Ein Beispiel für die Suche nach intersubjektiver Argumentation

Ein gläubiger Christ kann erklären, dass zum Beispiel Abtreibung verboten sein soll, weil Gott es so wolle. Eine solche Argumentation würde ein Atheist kaum als einleuchtend empfinden und sie wäre von ihm leicht zu entkräften. Er bräuchte nur entgegnen, dass Gott nicht beweisbar ist und er nicht glaubt, dass es Gott gibt, und schon ist der Forderung die Grundlage entzogen. Wenn es keinen christlichen Staat gibt, der diese Auffassung auch gegen den Willen des Atheisten durchsetzt, ist die Forderung passé.

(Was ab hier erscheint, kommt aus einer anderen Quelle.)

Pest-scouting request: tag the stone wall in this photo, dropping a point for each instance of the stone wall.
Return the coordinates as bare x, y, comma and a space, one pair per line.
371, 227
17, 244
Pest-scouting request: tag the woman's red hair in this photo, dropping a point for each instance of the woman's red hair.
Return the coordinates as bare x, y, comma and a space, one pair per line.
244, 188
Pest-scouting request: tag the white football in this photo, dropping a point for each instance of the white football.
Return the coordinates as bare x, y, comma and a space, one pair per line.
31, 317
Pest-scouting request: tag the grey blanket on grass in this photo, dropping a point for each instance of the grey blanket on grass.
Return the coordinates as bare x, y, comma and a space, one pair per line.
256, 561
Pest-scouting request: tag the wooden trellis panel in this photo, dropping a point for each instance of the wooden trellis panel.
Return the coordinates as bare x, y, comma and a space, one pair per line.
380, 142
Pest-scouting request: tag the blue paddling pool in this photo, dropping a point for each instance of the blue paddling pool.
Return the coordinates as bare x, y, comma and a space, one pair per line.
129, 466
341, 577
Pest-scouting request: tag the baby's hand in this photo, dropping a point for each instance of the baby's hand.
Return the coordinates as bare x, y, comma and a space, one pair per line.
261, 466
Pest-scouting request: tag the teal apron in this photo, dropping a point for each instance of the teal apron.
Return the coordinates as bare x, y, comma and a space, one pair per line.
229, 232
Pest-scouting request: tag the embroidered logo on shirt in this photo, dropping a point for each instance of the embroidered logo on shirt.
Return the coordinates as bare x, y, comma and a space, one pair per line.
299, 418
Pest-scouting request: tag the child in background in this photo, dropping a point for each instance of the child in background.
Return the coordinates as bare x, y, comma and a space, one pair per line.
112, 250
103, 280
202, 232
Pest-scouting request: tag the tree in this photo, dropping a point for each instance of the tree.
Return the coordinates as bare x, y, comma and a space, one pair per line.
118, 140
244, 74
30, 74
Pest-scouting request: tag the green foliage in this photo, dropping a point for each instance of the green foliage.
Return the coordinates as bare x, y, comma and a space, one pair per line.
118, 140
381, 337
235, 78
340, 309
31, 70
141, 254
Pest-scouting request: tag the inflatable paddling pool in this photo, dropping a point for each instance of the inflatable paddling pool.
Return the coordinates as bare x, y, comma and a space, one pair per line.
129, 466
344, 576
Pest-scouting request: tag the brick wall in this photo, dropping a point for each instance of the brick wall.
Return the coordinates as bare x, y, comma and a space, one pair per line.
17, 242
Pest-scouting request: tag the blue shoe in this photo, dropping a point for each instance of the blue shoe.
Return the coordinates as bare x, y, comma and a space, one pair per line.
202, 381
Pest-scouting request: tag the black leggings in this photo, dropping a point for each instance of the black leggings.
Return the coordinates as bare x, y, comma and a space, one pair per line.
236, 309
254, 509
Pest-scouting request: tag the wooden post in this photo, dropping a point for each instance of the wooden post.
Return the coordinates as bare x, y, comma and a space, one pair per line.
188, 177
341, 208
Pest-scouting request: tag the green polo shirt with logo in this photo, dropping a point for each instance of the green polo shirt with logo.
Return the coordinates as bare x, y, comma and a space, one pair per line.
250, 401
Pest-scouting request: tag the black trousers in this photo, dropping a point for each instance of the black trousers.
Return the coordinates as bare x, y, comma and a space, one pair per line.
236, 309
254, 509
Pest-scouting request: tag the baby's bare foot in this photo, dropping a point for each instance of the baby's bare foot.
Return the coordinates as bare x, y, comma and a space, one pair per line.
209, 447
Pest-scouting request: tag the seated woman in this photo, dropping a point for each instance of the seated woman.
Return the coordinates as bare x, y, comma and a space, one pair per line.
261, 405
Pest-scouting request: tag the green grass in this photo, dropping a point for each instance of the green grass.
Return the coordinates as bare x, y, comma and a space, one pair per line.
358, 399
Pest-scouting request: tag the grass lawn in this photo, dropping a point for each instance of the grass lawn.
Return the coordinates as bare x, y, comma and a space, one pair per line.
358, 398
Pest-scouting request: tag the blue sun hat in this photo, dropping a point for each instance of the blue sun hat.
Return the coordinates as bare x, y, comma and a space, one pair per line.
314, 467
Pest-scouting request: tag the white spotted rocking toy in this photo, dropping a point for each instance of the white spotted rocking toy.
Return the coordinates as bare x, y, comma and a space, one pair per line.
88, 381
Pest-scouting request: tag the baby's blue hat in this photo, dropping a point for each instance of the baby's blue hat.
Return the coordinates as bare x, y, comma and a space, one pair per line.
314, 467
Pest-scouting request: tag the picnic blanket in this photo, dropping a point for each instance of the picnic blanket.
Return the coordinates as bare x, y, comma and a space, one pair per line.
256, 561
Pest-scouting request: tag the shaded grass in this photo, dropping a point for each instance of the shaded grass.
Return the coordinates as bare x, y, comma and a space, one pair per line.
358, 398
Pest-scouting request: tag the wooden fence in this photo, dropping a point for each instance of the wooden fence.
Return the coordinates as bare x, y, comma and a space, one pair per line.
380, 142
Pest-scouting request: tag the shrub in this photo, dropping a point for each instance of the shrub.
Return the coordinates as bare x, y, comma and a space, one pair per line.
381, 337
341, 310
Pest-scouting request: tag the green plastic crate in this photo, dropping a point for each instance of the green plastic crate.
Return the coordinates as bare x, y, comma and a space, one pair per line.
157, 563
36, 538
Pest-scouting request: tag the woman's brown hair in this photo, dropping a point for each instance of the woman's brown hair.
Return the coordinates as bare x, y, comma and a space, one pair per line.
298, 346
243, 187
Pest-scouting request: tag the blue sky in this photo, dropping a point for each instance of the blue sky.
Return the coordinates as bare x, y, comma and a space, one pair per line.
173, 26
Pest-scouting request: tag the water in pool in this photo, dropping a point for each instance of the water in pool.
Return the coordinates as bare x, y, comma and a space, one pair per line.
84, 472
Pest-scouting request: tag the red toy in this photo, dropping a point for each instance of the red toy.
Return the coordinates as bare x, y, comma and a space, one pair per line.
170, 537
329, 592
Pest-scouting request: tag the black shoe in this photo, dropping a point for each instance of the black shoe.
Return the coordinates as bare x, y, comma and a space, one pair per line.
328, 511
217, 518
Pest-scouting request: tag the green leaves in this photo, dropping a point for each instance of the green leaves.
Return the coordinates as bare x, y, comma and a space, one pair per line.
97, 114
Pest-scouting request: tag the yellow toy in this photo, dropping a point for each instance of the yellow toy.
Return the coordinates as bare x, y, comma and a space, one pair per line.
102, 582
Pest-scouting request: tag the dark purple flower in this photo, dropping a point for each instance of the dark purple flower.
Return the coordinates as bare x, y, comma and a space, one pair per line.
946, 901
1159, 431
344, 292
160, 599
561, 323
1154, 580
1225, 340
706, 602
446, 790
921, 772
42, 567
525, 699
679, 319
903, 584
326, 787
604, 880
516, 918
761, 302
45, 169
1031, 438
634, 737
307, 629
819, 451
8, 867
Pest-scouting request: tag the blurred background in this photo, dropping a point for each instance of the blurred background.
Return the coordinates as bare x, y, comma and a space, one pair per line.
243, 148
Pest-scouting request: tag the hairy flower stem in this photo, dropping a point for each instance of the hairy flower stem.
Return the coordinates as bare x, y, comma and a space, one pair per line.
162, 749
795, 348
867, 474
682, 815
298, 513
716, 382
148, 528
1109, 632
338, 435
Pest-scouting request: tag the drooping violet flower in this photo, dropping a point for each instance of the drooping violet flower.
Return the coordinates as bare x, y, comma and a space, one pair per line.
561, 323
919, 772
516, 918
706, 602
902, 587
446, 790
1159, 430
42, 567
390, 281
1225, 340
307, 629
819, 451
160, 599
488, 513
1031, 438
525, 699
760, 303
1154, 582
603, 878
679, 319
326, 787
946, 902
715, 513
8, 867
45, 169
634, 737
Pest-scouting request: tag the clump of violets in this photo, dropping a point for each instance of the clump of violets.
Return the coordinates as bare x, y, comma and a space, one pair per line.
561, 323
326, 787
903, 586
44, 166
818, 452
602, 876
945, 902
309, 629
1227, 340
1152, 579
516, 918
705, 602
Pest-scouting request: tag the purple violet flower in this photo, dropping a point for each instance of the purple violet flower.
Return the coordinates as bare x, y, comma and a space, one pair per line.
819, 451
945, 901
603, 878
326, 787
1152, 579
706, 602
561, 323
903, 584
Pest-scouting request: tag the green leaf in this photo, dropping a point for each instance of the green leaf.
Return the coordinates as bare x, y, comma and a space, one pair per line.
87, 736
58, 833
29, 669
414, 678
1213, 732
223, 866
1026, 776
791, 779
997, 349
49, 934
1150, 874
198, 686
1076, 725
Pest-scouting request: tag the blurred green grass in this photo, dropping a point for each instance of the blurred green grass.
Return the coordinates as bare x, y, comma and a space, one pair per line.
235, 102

Der nächste Schritt besteht in der Suche nach einer intersubjektiven ethischen Begründung, die die Existenz Gottes nicht voraussetzt. Der christliche Gegner der Abtreibung würde nach bestimmten normativen Aussagen suchen müssen, die auch der Atheist teilt, und versuchen zu belegen, dass aus diesen normativen Aussagen eben auch logisch ein Schutz für das ungeborene Leben folgt. Er würde danach suchen, dem Atheisten zu beweisen, dass es einen logischen Widerspruch gibt zwischen dessen normativen Überzeugungen in anderen Fragen und seinem Standpunkt in dieser Frage. Woraufhin dieser entweder die Konsistenz seiner Schlussfolgerungen mit seinen Annahmen verteidigen kann oder die Annahmen korrigieren muss oder die Schlussfolgerung im Sinne der Kritik korrigieren muss. Umgekehrt verhält es sich natürlich genauso.

Da ein gemeinsamer Glaube, Konsens oder Geschmacksurteil nicht vorhanden ist, und das ist in Europa spätestens seit der Reformation nicht mehr der Fall, ist die abstrakte logisch-intersubjektive Argumentation der einzige Boden, auf dem  man sich argumentativ begegnen kann.